66824/01, § 30, 30 November 2006; and Girardi v. Austria,
no. 50064/99, § 56, 11 December 2003).
66. The Court also notes that the applicant submitted his
statement of grounds of appeal with the Social Court of Appeal more
than six months after the court had requested him to do so.
Furthermore, he cancelled his appointments with two of the medical
experts, B.-A. and V., thus delaying the proceedings by three months.
It took the applicant eight months to comment on V's report and one
and a half months to comment on B.'s report. Finally, delays of some
five months and two weeks were caused by the change of the
applicant's legal counsel and by the fact that he was late in paying
the advance on the expert's fees and in returning the X-rays to the
court. Therefore, the Court considers that a total of two years was
attributable to the applicant's own conduct.
- As
to the conduct of the domestic authorities, the Court notes that the
proceedings were pending for approximately one year and five months
before the Social Court, which dismissed the applicant's action
without having obtained expert evidence, whereas the proceedings
before the
Social Court of Appeal lasted six years and one month
including the two years of delay for which the applicant is to be
held responsible. The length of the proceedings before the Social
Court of Appeal was primarily due to the court's extensive
investigations into the applicant's medical history and the potential
occupational hazards he was exposed to and to the taking and
assessment of substantial expert evidence.
- As
to the number of experts heard, the Court considers that the domestic
courts are better placed than the Court to assess the need for expert
opinion. Nevertheless, the need to obtain expert reports does not
release the national courts from the obligation to ensure compliance
with the reasonable-time requirements of Article 6 of the Convention
(see Glüsen, cited above, § 83).
- In
the instant case, the Court notes that the Social Court of Appeal
considered it necessary to appoint four experts (including one at the
applicant's request), who were specialised in different medical
fields.
It further observes that no significant periods of
inactivity were attributable to the Social Court of Appeal in that
connection. In particular, it proceeded swiftly to the commissioning
of the expert report requested by the applicant under section 109 of
the Social Courts Act (see, by contrast, Glüsen, cited
above, § 82). Furthermore, it attempted to expedite the
proceedings by setting time-limits or reminding the experts –
when necessary – to submit their statements or reports.
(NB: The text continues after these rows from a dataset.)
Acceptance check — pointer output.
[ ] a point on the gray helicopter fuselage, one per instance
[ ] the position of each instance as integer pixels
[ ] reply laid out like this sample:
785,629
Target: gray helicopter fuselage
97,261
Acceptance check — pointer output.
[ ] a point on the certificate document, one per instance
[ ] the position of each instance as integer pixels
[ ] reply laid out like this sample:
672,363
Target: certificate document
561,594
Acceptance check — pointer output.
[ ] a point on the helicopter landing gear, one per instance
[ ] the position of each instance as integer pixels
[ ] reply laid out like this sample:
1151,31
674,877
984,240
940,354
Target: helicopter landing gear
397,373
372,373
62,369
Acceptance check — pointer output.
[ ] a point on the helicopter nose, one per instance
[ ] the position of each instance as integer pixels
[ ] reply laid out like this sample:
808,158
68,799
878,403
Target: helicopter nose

Finally, bearing in mind that the applicant even sought to have
further experts appointed, the Court considers that the number of
experts heard by the Social Court of Appeal was not excessive.
- The
Court further notes that the Federal Social Court and the Federal
Constitutional Court conducted the proceedings before them speedily.
- As
to what was at stake for the applicant, the Court accepts that the
length of the proceedings at issue caused a degree of hardship to the
applicant as the pension claimed was meant to cover at least part of
his living expenses. However, in so far as the applicant alleged that
the length of the proceedings had curtailed his rights in connection
with the supervisory-review proceedings, the Court notes that the
Insurance Association rejected the applicant's request to revoke its
earlier decisions. Thus the applicant did not qualify for a
retroactive payment of the pension in dispute and so was not affected
by the four-year time-limit he referred to. The applicant's
allegation in this connection is therefore unsubstantiated.
- In
conclusion, the Court considers that in view of the particular
circumstances of the case, notably the high complexity of its subject
matter and the considerable delays caused by the applicant's own
conduct, the overall length of the proceedings can still be regarded
as reasonable.
- Accordingly,
there has been no violation of Article 6 § 1 of the Convention.
FOR THESE REASONS, THE COURT UNANIMOUSLY
- Declares the application admissible;
- Holds that there has been no violation of
Article 6 § 1 of the Convention.
Done in English, and notified in writing on 26 March 2009, pursuant
to Rule 77 §§ 2 and 3 of the Rules of Court.